Kalau Jaksa Agung mau menyelasaikan kasus pelanggaran HAM secara cepat maka korban juga membutuhkan hal serupa yakni penyelesaian yang cepat. Namun penyelesaian yang cepat diprakarsai Jaksa Agung tersebut konyol dan tidak dapat diterima para korban.
Karena itu, Hendardi menyarankan, kepada Jaksa Agung untuk membuka kembali berkas pada periode pemerintahan Susuilo Bambang Yudhoyono. Sebab pada saat itu, pegiat HAM, Elsam, Kontras, dan Imparsial membahas proses tersebut begitu panjang bersama Watimpres Albert Hasibuan.
“Saya kira, konsep waktu itu jauh lebih matang walaupun terbentur dengan Susilo Bambang Yudhoyono. Bahkan lebih bagus konsepnya dibandingkan dengan konsep Jaksa Agung HM Prasetyo dan Menkopolhukam Tedjo,” kata Hendardi.
Rohaniwan Franz Magnis Suseno mengatakan, suatu rekonsiliasi yang dibuat tanpa melibatkan para korban dinilai tak memiliki makna yang besar.
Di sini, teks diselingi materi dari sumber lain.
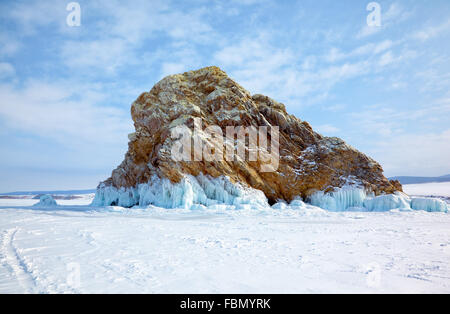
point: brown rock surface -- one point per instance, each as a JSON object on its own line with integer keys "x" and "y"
{"x": 308, "y": 161}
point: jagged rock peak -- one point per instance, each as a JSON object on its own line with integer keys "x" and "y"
{"x": 308, "y": 162}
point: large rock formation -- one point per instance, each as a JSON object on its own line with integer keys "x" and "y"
{"x": 308, "y": 161}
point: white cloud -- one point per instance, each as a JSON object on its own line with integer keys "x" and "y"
{"x": 62, "y": 112}
{"x": 395, "y": 14}
{"x": 6, "y": 70}
{"x": 432, "y": 31}
{"x": 327, "y": 129}
{"x": 415, "y": 154}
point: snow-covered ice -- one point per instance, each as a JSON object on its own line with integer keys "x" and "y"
{"x": 428, "y": 189}
{"x": 283, "y": 249}
{"x": 46, "y": 201}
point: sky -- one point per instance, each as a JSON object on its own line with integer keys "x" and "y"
{"x": 66, "y": 91}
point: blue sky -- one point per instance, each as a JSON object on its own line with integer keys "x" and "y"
{"x": 65, "y": 92}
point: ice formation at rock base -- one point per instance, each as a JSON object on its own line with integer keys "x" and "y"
{"x": 192, "y": 192}
{"x": 203, "y": 192}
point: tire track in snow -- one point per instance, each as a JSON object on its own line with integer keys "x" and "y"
{"x": 16, "y": 264}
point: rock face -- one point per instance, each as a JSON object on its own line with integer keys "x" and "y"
{"x": 308, "y": 162}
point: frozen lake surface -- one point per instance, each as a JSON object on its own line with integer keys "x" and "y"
{"x": 79, "y": 249}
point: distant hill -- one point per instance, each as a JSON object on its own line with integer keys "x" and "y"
{"x": 417, "y": 180}
{"x": 70, "y": 192}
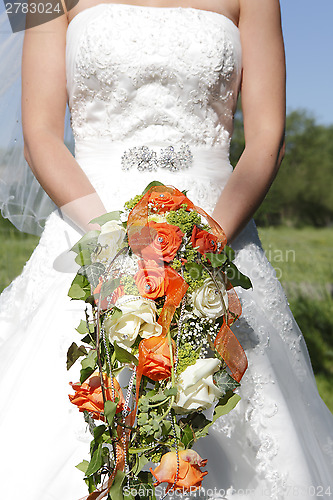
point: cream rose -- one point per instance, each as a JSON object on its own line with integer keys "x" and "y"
{"x": 196, "y": 388}
{"x": 207, "y": 300}
{"x": 111, "y": 239}
{"x": 138, "y": 318}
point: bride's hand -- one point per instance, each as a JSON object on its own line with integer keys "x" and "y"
{"x": 44, "y": 98}
{"x": 263, "y": 104}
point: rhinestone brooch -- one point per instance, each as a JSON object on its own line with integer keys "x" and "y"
{"x": 147, "y": 160}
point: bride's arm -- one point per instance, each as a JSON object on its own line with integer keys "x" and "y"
{"x": 44, "y": 100}
{"x": 263, "y": 103}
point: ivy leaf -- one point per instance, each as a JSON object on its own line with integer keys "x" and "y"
{"x": 74, "y": 353}
{"x": 106, "y": 218}
{"x": 171, "y": 392}
{"x": 124, "y": 356}
{"x": 109, "y": 287}
{"x": 141, "y": 461}
{"x": 188, "y": 436}
{"x": 83, "y": 466}
{"x": 87, "y": 242}
{"x": 92, "y": 272}
{"x": 83, "y": 258}
{"x": 194, "y": 270}
{"x": 237, "y": 278}
{"x": 116, "y": 490}
{"x": 88, "y": 366}
{"x": 216, "y": 259}
{"x": 229, "y": 252}
{"x": 82, "y": 328}
{"x": 96, "y": 462}
{"x": 80, "y": 288}
{"x": 152, "y": 184}
{"x": 110, "y": 408}
{"x": 98, "y": 432}
{"x": 225, "y": 382}
{"x": 224, "y": 406}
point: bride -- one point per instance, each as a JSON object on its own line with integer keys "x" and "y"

Dipaksakan membuat rekonsiliasi lebih buruk dibandingkan tidak membuat kebijakan apapun.
“Jadi kalau cepat-cepat mau selesai maka saling menerima, memaafkan dan korban dianggap bersalah. Itu sama saja dengan penghinaan bagi korban pelanggaran HAM,” kata Franz.[*]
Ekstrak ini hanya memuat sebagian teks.